Brigjen Pol. Ade Safri Simanjuntak, Direktur Tindak Pidana Ekonomi Khusus Bareskrim Polri, menjelaskan bahwa selain ponsel, pihaknya juga menyita 18.574 unit suku cadang ponsel yang terdiri dari baterai, charger, dan kabel dengan nilai total Rp235 miliar. Barang-barang selundupan tersebut ditemukan di enam lokasi berbeda di Jakarta. “Kami telah melakukan penyitaan terhadap ribuan unit barang selundupan ini,” jelasnya pada Selasa (21/4/26).
Dalam pengembangan kasus ini, Satgas Gakkum Penyelundupan telah menetapkan dua orang sebagai tersangka. Mereka adalah DCP alias P yang berperan sebagai importir dan SJ yang bertindak sebagai distributor. Keduanya diduga bertanggung jawab atas impor ilegal barang-barang tersebut dari China ke Indonesia.

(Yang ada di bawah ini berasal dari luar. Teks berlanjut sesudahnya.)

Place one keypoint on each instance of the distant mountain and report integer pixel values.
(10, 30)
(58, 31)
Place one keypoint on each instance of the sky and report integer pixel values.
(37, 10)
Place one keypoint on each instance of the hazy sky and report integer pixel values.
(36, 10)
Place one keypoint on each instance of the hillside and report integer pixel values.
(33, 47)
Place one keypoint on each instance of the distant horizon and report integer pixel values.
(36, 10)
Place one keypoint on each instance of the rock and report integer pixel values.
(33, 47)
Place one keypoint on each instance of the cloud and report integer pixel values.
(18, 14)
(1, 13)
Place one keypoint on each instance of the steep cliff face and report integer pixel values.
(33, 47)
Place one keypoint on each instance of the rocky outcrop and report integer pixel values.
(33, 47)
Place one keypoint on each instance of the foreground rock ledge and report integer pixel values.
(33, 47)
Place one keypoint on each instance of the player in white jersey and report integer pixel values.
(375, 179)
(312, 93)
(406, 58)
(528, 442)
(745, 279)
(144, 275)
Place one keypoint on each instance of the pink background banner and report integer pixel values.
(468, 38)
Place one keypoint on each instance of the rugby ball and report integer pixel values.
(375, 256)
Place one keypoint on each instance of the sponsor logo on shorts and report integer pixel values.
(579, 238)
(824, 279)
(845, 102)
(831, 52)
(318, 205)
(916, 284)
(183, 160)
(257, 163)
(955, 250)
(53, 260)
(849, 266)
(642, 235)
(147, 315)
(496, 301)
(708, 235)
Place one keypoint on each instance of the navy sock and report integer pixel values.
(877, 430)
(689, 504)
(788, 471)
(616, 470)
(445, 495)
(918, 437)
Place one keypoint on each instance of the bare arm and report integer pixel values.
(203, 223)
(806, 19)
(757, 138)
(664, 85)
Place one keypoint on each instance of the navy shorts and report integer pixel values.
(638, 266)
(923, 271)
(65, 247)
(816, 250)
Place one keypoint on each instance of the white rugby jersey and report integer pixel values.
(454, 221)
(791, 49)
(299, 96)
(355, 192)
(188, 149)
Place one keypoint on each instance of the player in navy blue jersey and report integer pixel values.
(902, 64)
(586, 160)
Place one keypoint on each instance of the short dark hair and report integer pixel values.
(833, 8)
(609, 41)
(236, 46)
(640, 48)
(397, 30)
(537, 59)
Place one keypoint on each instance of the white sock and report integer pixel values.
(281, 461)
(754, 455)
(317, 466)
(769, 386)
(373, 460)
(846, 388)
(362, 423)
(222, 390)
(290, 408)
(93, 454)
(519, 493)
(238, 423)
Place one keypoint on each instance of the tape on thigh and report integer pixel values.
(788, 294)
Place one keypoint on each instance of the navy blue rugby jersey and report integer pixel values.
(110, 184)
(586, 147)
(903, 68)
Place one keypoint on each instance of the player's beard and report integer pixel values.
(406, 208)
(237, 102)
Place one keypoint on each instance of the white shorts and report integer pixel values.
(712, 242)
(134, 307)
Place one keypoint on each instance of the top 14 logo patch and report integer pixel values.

Selain itu, penyidik juga menemukan bahwa PT TSL diduga sebagai perusahaan induk yang menggunakan beberapa perusahaan cangkang untuk mengurus dokumen importasi ponsel ilegal. “Kami terus mengembangkan kasus ini untuk mengungkap jaringan penyelundupan yang lebih luas,” ungkap Brigjen Pol. Ade Safri.